Building connected hardware is an exercise in humility. You're simultaneously designing a physical object, an embedded system, a mobile app, and a cloud backend — and all of them have to work together flawlessly in environments where everything is trying to break them: heat, sweat, dirt, and the chaotic energy of race day.
At FluidLogic, we were building the GPR50: a motorized hydration system for endurance athletes that automatically delivers precise amounts of fluid on demand, controlled by a companion iOS and Android app.
The Hardware-First Problem
Most consumer tech starts with software and wraps hardware around it later. Hydration hardware is different. The core product is the physical device — the fluid dynamics, the motor torque, the tubing geometry. Software is the intelligence layer on top.
This forced us to do something unusual for a product team: get deeply technical about fluid mechanics before writing a single line of app code. We worked directly with the mechanical engineers to understand how pump rate, tube diameter, and fluid viscosity interact. Those physical constraints directly shaped the UX.
You can't just say "dispense 200ml" without understanding that at race pace, with a 1.2m tube and a specific fluid viscosity, "dispense 200ml" takes a certain amount of time. The user experience — the animation, the haptic feedback, the confirmation — had to be calibrated to physical reality.
Designing for One-Handed, Eyes-Up Use
Athletes don't look at their phones during a race.
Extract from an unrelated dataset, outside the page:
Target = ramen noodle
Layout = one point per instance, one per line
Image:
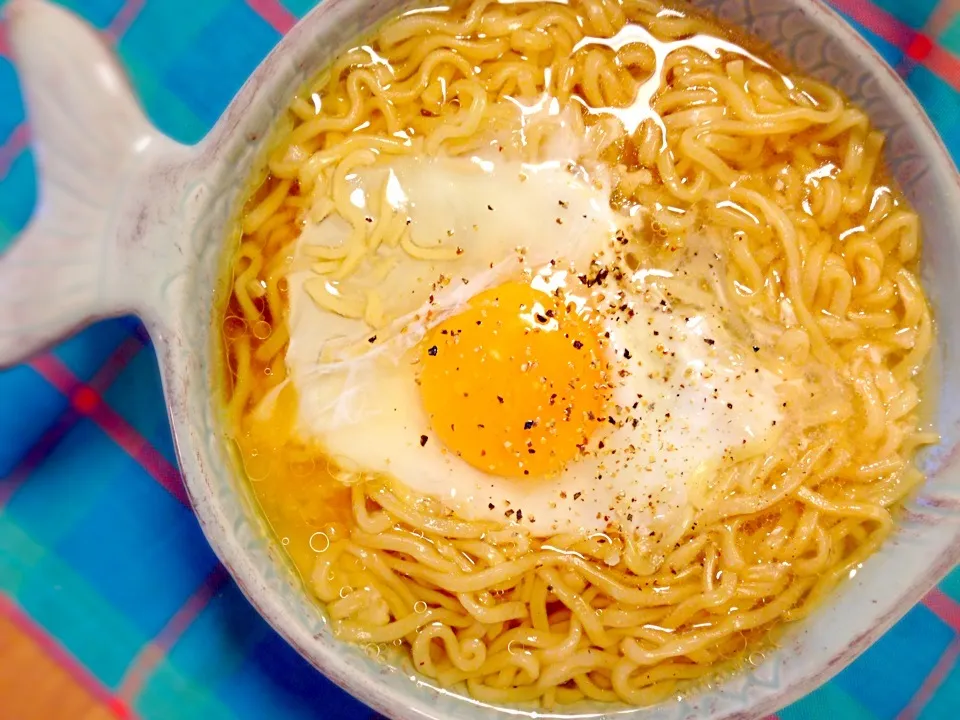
(571, 350)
They might glance, but they can't stop, they can't squint, and they can't troubleshoot.
Every interaction we designed was evaluated against one question: can this be done in under two seconds, one-handed, without breaking stride?
That constraint eliminated a lot of bad ideas quickly. It pushed us toward:
- Large, high-contrast tap targets
- Haptic confirmation as the primary feedback mechanism (not visual)
- Simplified home screen showing only the two things that matter: current hydration level and one-tap dispense
- Voice shortcuts via Siri/Google Assistant as an alternative input
We tested constantly — not in a lab, but on the trail. Product team members ran with prototypes. We used real courses, real conditions, real sweat.
The Connected Product Paradox
Here's the paradox of connected hardware: Bluetooth is unreliable exactly when it matters most. Race day means crowds, interference, and a phone bouncing in a pocket for hours.
We addressed this by making offline-first the default. The device operated fully without a phone connection. The app was a configuration and analytics layer, not a dependency. Riders could set their hydration program before the race, pocket the phone, and trust the hardware to execute.
The app reconnected silently when in range and synced session data. No notification, no alert — just data that appeared in the history when you were done.
What I Took Away
Working on FluidLogic reinforced something I'd seen at Adidas with SmartBall and miCoach: the physical experience is the product. The app exists to make the physical thing better, not the other way around.
Too many connected hardware companies build a mediocre device and try to compensate with software. It never works. The device has to be excellent on its own terms first. Then the software extends it.
If I were advising a connected hardware startup today, I'd say: don't hire your mobile engineer until your device engineer has built something you're proud of.